The Cons of MASS TOURISM
Mass tourism is the term used for a destination which has large amounts of visitors/tourists at one time. There are two categories of traveler in the world – the first one is the independent travel planner who likes to do things alone while the second one is the happy-go-lucky type who prefers that the whole travel arrangement be done for them.
Tactlessly, the second type is the root cause of all kinds of complications. Travel agencies offering wide arrays of tour packages are very rampant these days, and while there is no doubt that a package deal a have strong appeal to the general public, this also leads to mass tourism.
Huge numbers of people plunging on a few specific places on the globe unsurprisingly wear down, if we are not cautious. Mass tourism can be a massive stress on local natural wealth and resources such as landscapes.
The local people in mass tourism destinations are often forlornly ignored and at times sternly negatively impacted by the utter numbers and demands placed on them and the natural resources of their place.
Evidently, there is a massive economic advantage as we all know, tourism is big business. But if you give regard about the dwellers of the place you are visiting, then you should take into consideration an eco-option, wherein one takes into account the welfare of locals and makes unbiased and sustainable business.
In addition to this, why should you put up with multitudes? Why sit on an overcrowded beach like a cookie in a jar or push your way through busy throngs in a hotel or mall?
Are you one of those few who return to the same mass tourism locations for a package holiday year after year because of cheap cost and convenience? It is unhealthy to be wedged in a groove so perhaps it is time to consider doing something a little different, something you haven’t tried or gone to before.

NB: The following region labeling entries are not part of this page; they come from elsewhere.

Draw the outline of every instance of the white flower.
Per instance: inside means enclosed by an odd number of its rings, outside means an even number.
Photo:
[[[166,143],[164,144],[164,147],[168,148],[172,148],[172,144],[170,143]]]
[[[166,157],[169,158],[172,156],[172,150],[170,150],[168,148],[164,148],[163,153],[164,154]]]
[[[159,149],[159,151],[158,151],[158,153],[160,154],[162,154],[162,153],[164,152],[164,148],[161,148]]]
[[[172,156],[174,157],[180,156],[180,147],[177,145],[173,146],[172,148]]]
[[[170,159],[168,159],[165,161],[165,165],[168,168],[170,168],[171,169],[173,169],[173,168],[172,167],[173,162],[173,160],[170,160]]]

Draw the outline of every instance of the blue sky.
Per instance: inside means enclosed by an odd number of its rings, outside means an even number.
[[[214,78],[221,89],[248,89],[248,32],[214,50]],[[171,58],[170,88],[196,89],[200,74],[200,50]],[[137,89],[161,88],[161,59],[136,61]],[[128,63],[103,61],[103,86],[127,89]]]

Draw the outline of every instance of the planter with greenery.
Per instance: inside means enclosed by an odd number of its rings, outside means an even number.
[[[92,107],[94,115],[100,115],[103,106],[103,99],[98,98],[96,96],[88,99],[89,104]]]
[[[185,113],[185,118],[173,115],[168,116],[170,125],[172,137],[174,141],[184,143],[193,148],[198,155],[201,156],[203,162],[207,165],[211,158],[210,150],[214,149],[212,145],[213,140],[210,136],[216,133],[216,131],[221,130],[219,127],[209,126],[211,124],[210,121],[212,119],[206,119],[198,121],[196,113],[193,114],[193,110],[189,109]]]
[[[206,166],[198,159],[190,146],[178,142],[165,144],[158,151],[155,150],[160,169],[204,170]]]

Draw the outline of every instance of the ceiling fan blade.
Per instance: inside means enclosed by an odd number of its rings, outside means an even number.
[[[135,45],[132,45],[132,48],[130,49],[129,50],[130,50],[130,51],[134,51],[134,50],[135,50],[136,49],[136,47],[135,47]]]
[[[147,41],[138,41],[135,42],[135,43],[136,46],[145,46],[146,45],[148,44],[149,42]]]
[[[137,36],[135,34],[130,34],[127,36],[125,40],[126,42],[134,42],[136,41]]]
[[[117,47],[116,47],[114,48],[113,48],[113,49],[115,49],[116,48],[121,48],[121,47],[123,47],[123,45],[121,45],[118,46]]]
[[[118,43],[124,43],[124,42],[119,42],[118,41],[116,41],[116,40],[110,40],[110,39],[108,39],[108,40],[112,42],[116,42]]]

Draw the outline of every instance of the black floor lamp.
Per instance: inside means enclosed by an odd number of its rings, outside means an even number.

I believe that mass tourism is a sign that many people are stuck in a collective pothole. We need to cultivate the idea of mindful travel and start to envision an enhanced alternative.
It will first and foremost entail hosts to wake up and see their world in a different way – not as a source to be ill-used, but as a revered abode to be protected and renowned for its exceptionality.
It is also imperative they initiate to view their patrons not as sheer components of consumption, but as guests in quest of being transformed and mended.
Our cognizant substitute is about a trifling volume, overcrowding, stress, obliteration and damage, and about stressing more significance, tenacity, worth, harmony and self-actualization. In short, not more but better.